Autoantibody Serologic Screening: Batched and shipped serum samples were screened for ANAs using the BioPlexTM 220 ANA Screen in the NYU Langone Hospitals clinical lab. This automated system utilizes multiplex technology to measure 13 antibodies including SLE-relevant antigens dsDNA, chromatin, RNP-68 kDa, SSA-52 kDa, SSA-60 kDa, and Sm/RNP as described (26). A mixture of antigen-coated beads was combined with patient sample and diluent for an incubation period of 20 minutes at 37°C. Beads were washed and treated with anti-human IgG antibody conjugated to phycoerthrin (PE) dye for a 10-minute incubation. Excess conjugate was removed, and the mixture was passed through a detector. The bead type and amount detected were read and reported.
Statistical Analysis
To test the association between APOL1 genotype and SLE outcomes, we treated APOL1 genotype as the predictive variable (coded Number_Alleles) and composite SLICC damage index (SDI), renal function, and case fatality as outcome variables (coded SLICC, Renal, and Mort, respectively). The associations between primary predictor and outcome variables were tested using Poisson regression for the SLICC damage and generalized estimation equations (GEE) to identify factors associated with the composite renal function measure overtime. The distribution of sex, age, SELENA-SLEDAI score, disease duration, kidney function and SLE criteria were assessed across genotype. Factors that associated with the outcome variables at a significance level less than 0.10 were treated as co-variates; they included the clinical SELENA-SLEDAI score, disease duration, and a renal function composite score obtained by performing a factor analysis of mean arterial pressure, eGFR, and proteinuria on urine dipstick followed by a varimax rotation (27, 28). The factor analysis was performed using data from the first visit. The eigenvector and the rotation matrix from this analysis was then used to derive the composite scores at the second and third visit.
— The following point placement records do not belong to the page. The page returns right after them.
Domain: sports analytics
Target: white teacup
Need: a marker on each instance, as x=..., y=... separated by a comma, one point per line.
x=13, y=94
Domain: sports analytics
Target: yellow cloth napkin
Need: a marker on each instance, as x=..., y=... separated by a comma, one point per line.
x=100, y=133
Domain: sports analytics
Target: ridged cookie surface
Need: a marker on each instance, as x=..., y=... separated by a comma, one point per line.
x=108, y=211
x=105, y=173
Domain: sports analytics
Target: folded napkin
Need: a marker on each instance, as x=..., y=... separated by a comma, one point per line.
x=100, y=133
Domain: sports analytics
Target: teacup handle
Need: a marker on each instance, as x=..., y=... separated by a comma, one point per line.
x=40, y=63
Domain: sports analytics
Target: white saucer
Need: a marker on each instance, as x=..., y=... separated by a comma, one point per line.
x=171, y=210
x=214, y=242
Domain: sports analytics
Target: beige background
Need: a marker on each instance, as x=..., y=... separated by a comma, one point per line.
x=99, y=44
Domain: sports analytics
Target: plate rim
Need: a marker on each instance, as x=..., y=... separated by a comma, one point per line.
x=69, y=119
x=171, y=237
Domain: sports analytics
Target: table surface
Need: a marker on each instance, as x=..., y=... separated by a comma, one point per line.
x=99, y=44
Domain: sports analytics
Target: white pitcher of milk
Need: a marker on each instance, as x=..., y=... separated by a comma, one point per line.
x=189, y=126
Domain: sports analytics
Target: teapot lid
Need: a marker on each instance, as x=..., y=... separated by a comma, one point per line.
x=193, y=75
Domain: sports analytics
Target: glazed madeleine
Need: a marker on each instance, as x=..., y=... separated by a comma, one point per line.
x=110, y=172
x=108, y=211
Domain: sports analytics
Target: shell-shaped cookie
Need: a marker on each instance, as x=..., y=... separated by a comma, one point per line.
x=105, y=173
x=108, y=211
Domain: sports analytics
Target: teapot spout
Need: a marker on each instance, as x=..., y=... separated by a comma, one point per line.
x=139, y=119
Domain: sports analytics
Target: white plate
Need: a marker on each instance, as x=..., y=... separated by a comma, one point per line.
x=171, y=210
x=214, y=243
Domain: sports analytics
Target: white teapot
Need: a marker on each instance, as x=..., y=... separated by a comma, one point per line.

Complete case and analyses are presented as the primary result; however, given the high rates of missing data, especially at the third visit, results from analyses using multiple imputations are also presented. Multiple imputation was performed assuming missing at random and monotone missingness. Results from the imputed datasets were combined using Rubin’s approach as implemented in the SAS v9.4 MIANALYZE procedure (29, 30). Analyses were performed using R 3.6.3 or SAS version 9.4.